The actor offers another shrug - this one definitely apologetic - and insists, “No, I don’t have a bag of stories, I’m afraid. They were experiences of the time and I don’t have any reminiscences to share with you.”

He will admit, however that he’d hardly try to the struggling routine in this day and age. “We’ve seen several young actors come through this show already, and I stand in awe of the effort that it takes to break through the mass of competition. I don’t think I would try it again now....no...I don’t think I would.”

And as to the special aspects of the biz? He terms himself  ‘reluctant,’ noting “I try to go to the parties that are absolutely necessary to maintain contact. You can’t, I think, successfully isolate yourself in this business.”

Has all this hesitation to follow the mainstream of things made any difference? Wesley concedes, “I don’t think this has done anything for my career, particularly, but it’s made my life more interesting. It’s a big world and one can get bogged down in the sawdust and the greasepaint - or buried in it.”

He is, despite anything he might silently indicate, really in love with his Loving role - but not to the extent that he worries about losing it in the face of the soap’s low ratings. “What happens outside of Cabot Alden,”  he states, “is somebody else’s responsibility. What happens inside is mine - and I find that it’s satisfying and enough work for me as an actor.”
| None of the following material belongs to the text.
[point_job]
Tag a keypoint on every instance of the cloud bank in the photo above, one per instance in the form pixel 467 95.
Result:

The star splits town whenever possible to his Morris County farm in Jersey. The Revolutionary War-era structure has been in his wife Celeste’s family for decades but it’s clearly still in the fixer-upper stage. “I’ve been working on that damned house for three years now,” Addy says, mustering up something resembling feistiness. “We’re reaching a point where we can have people come out there.”

He and Holm met shortly before the war in a crossing-the-country-by railroad tour of Hamlet. Both had minor parts and she hadn’t yet achieved her Broadway fame as Oklahoma's original Ado Annie or won her Academy Award for Gentleman's Agreement. Despite all those Pullman car possibilities, Addy confesses. “We didn’t get to know each other very well but, some twenty years later, we got re-acquainted in another production.”

Their life, out in haystack country, seems to provide this most private man with the very balance he needs to keep the nutty world of entertainment in a comfortable, workable perspective. When not soap emoting, he’s content enough to clear out underbrush on the farm and keep the homefires burning for the Mrs. - who is actively involved in State Department activities and is a top fund-raiser for UNICEF.

“I’ve had no unhappiness so far,” he allows - and Wesley Addy knows, by this, that he’s one of life fortunates.